C'est après avoir mis sa famille à l'abri et être rentré chez lui que Toufik a été bloqué dans sa maison par l'eau qui atteignait le plafond. Il s'en est sorti avec des blessures aux pieds et aux bras.

Selon l'Organisation météorologique mondiale qui dépend de l'ONU, « la plupart des victimes auraient pu être évitées ». L'organisation pointe du doigt la désorganisation liée à l'instabilité politique dont souffre la Libye, depuis plusieurs années.

Alors, ces rescapés en appellent au procureur général de la République à Tripoli. Ils ne lui demandent pas seulement d'ouvrir une enquête générale, mais de faire preuve de transparence pour que les responsables soient rapidement traduits en justice.

Cette colère, on l'a notamment entendue aujourd'hui à Derna dans les slogans des manifestants. Des centaines de personnes se sont rassemblées devant la mosquée Assahaba au centre de la ville, pour demander à Aguila Saleh, le chef du Parlement basé à Toubrouk, de démissionner et pour dissoudre le Parlement ainsi que les deux gouvernements. Pour ces manifestants qui se présentent comme « ceux qui restent », les politiques, accusés de corruption, sont perçus comme les responsables de cette catastrophe.

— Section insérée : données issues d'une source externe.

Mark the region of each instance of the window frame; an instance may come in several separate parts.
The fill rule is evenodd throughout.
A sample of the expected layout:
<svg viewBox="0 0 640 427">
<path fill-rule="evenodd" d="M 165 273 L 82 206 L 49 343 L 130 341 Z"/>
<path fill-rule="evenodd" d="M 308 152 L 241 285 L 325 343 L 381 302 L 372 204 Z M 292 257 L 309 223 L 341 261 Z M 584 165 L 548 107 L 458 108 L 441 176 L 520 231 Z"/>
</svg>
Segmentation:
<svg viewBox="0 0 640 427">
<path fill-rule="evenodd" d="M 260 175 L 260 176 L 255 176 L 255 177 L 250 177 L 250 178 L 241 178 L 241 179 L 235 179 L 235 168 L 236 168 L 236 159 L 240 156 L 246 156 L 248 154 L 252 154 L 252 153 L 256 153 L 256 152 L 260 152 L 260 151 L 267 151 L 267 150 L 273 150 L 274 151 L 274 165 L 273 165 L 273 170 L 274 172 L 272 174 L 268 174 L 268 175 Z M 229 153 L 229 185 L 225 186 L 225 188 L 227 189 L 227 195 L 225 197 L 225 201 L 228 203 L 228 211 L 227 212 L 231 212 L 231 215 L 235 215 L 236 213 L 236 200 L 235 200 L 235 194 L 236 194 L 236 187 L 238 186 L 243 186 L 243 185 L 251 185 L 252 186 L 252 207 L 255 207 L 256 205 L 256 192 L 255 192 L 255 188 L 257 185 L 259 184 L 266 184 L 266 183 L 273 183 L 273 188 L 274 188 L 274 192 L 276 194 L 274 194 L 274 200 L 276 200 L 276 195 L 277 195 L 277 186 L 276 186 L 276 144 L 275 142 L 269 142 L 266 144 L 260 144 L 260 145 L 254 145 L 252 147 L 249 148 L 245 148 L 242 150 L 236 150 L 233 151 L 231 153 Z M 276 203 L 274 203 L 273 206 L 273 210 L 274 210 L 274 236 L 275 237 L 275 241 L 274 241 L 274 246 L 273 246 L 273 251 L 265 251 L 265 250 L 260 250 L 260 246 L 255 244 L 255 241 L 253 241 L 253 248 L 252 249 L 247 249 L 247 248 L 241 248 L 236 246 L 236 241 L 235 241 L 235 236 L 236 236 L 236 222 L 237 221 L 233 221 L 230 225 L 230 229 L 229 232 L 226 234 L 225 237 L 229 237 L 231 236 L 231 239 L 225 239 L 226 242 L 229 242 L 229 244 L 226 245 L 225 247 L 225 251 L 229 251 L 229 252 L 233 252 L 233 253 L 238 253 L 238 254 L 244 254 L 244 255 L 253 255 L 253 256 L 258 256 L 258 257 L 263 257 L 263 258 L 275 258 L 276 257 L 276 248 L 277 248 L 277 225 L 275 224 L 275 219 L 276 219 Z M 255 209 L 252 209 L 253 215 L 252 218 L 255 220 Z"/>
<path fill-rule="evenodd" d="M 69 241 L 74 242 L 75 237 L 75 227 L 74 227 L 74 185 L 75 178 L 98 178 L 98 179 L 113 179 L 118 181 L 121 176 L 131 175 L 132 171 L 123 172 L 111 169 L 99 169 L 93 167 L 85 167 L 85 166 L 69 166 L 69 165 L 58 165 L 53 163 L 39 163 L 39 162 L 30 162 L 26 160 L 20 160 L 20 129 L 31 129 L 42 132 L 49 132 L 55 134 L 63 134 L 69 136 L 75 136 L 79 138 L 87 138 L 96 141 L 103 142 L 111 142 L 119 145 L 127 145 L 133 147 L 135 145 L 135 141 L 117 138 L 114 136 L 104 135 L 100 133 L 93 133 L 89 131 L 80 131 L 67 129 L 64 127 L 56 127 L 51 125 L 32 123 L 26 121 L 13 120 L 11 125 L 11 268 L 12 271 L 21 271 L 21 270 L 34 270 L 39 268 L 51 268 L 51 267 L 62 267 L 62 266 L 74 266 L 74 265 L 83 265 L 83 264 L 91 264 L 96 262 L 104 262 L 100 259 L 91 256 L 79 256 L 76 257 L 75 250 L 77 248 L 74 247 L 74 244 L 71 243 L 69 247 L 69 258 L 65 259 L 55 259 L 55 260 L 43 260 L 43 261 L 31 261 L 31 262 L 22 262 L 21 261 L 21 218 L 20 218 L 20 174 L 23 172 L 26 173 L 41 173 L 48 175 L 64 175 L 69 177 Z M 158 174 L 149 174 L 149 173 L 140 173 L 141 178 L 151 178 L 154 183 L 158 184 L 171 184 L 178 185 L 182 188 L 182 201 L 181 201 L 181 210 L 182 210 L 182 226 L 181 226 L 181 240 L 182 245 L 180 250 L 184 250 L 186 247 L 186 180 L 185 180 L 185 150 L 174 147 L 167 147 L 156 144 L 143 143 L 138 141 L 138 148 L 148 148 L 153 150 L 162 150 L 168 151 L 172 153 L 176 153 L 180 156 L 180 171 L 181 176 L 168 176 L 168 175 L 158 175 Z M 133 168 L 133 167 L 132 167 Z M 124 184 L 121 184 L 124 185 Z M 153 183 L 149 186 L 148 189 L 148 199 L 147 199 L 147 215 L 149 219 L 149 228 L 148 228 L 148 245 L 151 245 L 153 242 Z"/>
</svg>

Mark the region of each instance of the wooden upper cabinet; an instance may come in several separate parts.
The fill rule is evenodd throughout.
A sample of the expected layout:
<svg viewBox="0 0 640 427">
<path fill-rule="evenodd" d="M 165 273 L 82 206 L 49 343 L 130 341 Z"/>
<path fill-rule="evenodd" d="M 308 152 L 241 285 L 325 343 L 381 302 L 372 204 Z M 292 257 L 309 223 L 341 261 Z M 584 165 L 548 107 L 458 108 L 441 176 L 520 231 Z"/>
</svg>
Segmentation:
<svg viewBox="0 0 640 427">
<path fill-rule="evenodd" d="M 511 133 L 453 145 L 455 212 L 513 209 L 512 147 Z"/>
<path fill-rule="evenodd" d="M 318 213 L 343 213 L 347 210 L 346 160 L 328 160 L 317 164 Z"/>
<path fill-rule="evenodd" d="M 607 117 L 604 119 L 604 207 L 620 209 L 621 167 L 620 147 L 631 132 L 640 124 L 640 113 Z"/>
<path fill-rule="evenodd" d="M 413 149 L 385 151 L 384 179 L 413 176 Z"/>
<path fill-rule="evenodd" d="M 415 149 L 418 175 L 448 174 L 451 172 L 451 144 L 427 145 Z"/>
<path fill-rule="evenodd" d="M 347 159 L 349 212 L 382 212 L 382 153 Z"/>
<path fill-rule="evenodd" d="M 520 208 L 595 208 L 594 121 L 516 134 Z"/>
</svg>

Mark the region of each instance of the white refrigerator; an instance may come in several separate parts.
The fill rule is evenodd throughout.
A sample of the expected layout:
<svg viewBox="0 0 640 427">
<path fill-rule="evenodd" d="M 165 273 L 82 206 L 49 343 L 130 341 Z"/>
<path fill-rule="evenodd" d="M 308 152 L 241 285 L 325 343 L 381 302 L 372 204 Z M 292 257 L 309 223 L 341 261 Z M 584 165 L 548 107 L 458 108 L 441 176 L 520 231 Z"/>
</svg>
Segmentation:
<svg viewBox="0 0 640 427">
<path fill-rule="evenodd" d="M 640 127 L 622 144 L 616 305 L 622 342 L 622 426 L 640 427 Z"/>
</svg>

Derna a perdu 20% de ses habitants lundi dernier.

Les manifestants en veulent surtout au conseil municipal de la ville et au chef de ce conseil. Celui-ci n'a pas été élu, mais désigné par le chef du Parlement. L'argent dédié à l'entretien des deux barrages n'a jamais été utilisé. Il faut dire que la Libye est en plein chaos depuis 2011. Le pays ne souffre pas seulement de négligence dans la gestion des affaires, mais aussi et surtout d'une corruption endémique.